Por outro lado, é urgente pensar em estratégias de prevenção da reincidência, investindo em programas de intervenção especializados e multidisciplinares que sejam disponibilizados a todas as pessoas que já cometeram crimes de natureza sexual (sejam jovens ou adultos, em contexto prisional ou comunitário) ou que correm o risco de vir a cometer (por sentirem esse desejo ou fantasias).
Assim, parece-nos urgente que se pense na criação de uma estrutura nacional de resposta às situações de violência sexual contra crianças, com profissionais especializados que centrem a sua intervenção em diferentes eixos, nomeadamente, a prevenção, a intervenção e a capacitação. No contexto da Igreja, é esta a missão do Grupo VITA.
Acham que com a 'explosão' dos casos de abuso sexual na Igreja houve mais denúncias (mesmo que não tenham sido abusados no seio da igreja)?
RA: De acordo com a informação dada pelo Dr. Carlos Farinha, diretor nacional adjunto da PJ e colaborador neste livro, a mediatização do tema dos abusos sexuais no contexto da Igreja tem contribuído, não apenas para uma maior sensibilização face ao mesmo, como também para um incentivo ao processo de denúncia de situações de violência sexual contra crianças, ocorridas noutros contextos.
Os abusos sexuais cometidos no seio da igreja são dos casos mais graves ou complexos com que já lidaram?

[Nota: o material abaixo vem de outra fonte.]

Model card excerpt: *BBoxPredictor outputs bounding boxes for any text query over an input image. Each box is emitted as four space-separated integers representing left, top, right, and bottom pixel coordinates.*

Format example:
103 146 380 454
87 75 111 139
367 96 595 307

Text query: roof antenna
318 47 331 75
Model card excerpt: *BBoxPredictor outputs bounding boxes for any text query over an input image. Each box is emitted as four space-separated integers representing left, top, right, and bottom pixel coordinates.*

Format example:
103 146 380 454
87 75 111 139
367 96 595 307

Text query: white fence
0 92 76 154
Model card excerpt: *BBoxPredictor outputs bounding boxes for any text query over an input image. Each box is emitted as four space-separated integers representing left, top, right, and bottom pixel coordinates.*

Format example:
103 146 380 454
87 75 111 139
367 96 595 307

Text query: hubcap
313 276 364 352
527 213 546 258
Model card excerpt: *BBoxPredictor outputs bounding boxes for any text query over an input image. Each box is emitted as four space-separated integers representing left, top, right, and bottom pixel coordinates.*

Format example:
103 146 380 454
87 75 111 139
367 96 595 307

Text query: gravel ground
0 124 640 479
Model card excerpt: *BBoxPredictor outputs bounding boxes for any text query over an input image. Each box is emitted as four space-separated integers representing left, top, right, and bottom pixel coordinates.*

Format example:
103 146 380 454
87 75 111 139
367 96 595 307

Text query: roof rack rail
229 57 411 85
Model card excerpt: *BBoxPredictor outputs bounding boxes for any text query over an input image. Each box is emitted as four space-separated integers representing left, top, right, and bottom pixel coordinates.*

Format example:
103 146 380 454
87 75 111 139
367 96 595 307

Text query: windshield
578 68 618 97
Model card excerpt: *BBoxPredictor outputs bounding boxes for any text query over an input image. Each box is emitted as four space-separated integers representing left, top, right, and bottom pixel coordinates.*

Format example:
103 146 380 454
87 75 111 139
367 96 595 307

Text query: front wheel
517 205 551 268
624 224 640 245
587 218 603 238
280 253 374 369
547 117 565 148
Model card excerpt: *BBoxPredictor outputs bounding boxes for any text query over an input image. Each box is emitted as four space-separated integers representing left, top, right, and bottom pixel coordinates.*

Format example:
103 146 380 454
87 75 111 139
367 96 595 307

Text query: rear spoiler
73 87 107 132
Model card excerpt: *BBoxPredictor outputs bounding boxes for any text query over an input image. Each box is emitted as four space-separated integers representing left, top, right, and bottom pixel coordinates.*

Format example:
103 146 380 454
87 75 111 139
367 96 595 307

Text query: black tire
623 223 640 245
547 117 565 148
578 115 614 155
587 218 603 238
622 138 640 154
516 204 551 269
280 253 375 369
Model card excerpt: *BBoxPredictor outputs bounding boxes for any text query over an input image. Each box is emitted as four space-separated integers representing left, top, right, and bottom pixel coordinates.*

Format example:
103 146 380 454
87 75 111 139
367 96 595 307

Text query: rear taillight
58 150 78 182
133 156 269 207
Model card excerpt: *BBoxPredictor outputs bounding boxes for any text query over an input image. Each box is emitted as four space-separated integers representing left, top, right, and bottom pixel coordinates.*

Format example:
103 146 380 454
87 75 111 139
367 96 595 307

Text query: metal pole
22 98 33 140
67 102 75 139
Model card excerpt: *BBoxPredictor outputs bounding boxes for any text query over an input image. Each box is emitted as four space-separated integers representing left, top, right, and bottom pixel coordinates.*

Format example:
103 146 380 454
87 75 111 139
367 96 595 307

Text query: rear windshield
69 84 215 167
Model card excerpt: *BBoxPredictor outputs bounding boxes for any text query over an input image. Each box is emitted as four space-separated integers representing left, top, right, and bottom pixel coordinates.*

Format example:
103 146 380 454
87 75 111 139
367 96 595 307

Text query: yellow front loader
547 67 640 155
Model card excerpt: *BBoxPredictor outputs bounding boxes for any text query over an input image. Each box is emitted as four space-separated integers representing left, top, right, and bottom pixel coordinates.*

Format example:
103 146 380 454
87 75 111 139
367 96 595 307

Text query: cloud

RA: Não podemos dizer que sejam os mais graves, na medida em que a gravidade ou o impacto de uma situação sexualmente abusiva depende de diversas variáveis, e não apenas do contexto onde ocorreu. No entanto, e tendo em conta todas as situações que o Grupo VITA tem vindo a acompanhar desde há ano e meio, constata-se que o facto do abuso sexual ter ocorrido num contexto sentido como sagrado, e por alguém que era percecionado como um representante de Deus, parece agravar o impacto, nomeadamente, ao nível das crenças religiosas das vítimas – que, não raras vezes, perdem a sua fé e deixam de acreditar em Deus, o que pode colocar em causa o próprio sentido da vida.
Defendem que devia haver um estudo global sobre os abusos sexuais em Portugal. Como é que isso poderia ser feito?
RA: É urgente realizar em Portugal um estudo de prevalência da violência sexual contra crianças (aqui entendidas como todos os menores de 18 anos de idade), abrangendo todas as pessoas e os diversos contextos onde essa mesma violência possa ter ocorrido (i.e., na família, na escola, no desporto, na Igreja, no mundo digital, etc.).
Em Portugal apenas temos acesso as dados de incidência, publicados anualmente no RASI, que correspondem aos novos casos sinalizados e que, como sabemos, serão muito provavelmente apenas uma pequena parte da realidade. A prevalência permite-nos estimar o número de casos existentes num dado momento e, consequentemente, melhor planear políticas e estratégias de prevenção e intervenção.